Digital legal history is, for me, a field-building enterprise as much as a research practice. The central conviction is that early modern police ordinances — the tens of thousands of normative texts regulating everyday life in the Holy Roman Empire, the Low Countries, France, Scandinavia, and beyond — have never been studied comparatively at scale, because the tools and infrastructure to do so did not exist. Building those tools is part of the scholarly contribution.

Three projects define this work. RHONDA (Research in Historical Ordinances and Normative Data) is an international online community developing a controlled, multilingual vocabulary for the subject matter of police ordinances — a Policeymaterien ontology that allows comparison across language barriers without flattening local idioms into a single modern taxonomy. The classification schema has been published in the Journal for Digital Legal History and is being applied to corpora from Germany, the Low Countries, Switzerland, and Scandinavia.

The Journal for Digital Legal History, which I co-edit with Dirk Heirbaut and Florenz Volkaert (UGent), provides open-access publication infrastructure for the field.
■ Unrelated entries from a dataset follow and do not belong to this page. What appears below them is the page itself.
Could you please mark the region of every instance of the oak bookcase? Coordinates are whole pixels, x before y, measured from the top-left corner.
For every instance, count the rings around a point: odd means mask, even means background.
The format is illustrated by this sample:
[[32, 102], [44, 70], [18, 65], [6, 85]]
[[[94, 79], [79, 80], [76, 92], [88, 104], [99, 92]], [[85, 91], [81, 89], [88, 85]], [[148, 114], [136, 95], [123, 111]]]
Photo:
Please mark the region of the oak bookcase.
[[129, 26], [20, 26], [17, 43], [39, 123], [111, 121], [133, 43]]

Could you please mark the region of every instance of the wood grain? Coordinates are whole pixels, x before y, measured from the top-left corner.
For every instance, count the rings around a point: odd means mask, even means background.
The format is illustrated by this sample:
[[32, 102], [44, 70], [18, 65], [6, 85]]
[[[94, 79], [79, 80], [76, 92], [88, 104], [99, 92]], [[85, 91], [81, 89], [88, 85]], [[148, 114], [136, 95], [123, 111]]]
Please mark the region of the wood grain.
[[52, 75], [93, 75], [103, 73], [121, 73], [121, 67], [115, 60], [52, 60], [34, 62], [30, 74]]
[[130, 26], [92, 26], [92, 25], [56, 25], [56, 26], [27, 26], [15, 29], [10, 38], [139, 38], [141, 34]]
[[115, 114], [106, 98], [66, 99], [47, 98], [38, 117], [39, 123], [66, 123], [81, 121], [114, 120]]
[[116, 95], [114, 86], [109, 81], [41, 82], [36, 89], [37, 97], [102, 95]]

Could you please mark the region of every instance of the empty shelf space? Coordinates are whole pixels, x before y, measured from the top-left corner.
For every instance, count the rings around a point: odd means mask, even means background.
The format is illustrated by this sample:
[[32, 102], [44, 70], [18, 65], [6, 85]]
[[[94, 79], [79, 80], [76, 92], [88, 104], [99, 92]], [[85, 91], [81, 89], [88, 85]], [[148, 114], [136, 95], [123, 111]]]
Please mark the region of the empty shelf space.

It publishes research that combines legal-historical questions with digital methods, and has become the primary venue for work on early modern normative sources from a computational perspective.

The Entangled Histories dataset — 107 books of ordinances from the Low Countries, produced during the NWO Rubicon project at Ghent University — provided the first openly available machine-readable corpus of this material, and demonstrated both the possibilities and the methodological difficulties of working with HTR-transcribed legal texts at scale.

I publish in the Journal for Digital Legal History, DSH, JDMDH, and the BMGN.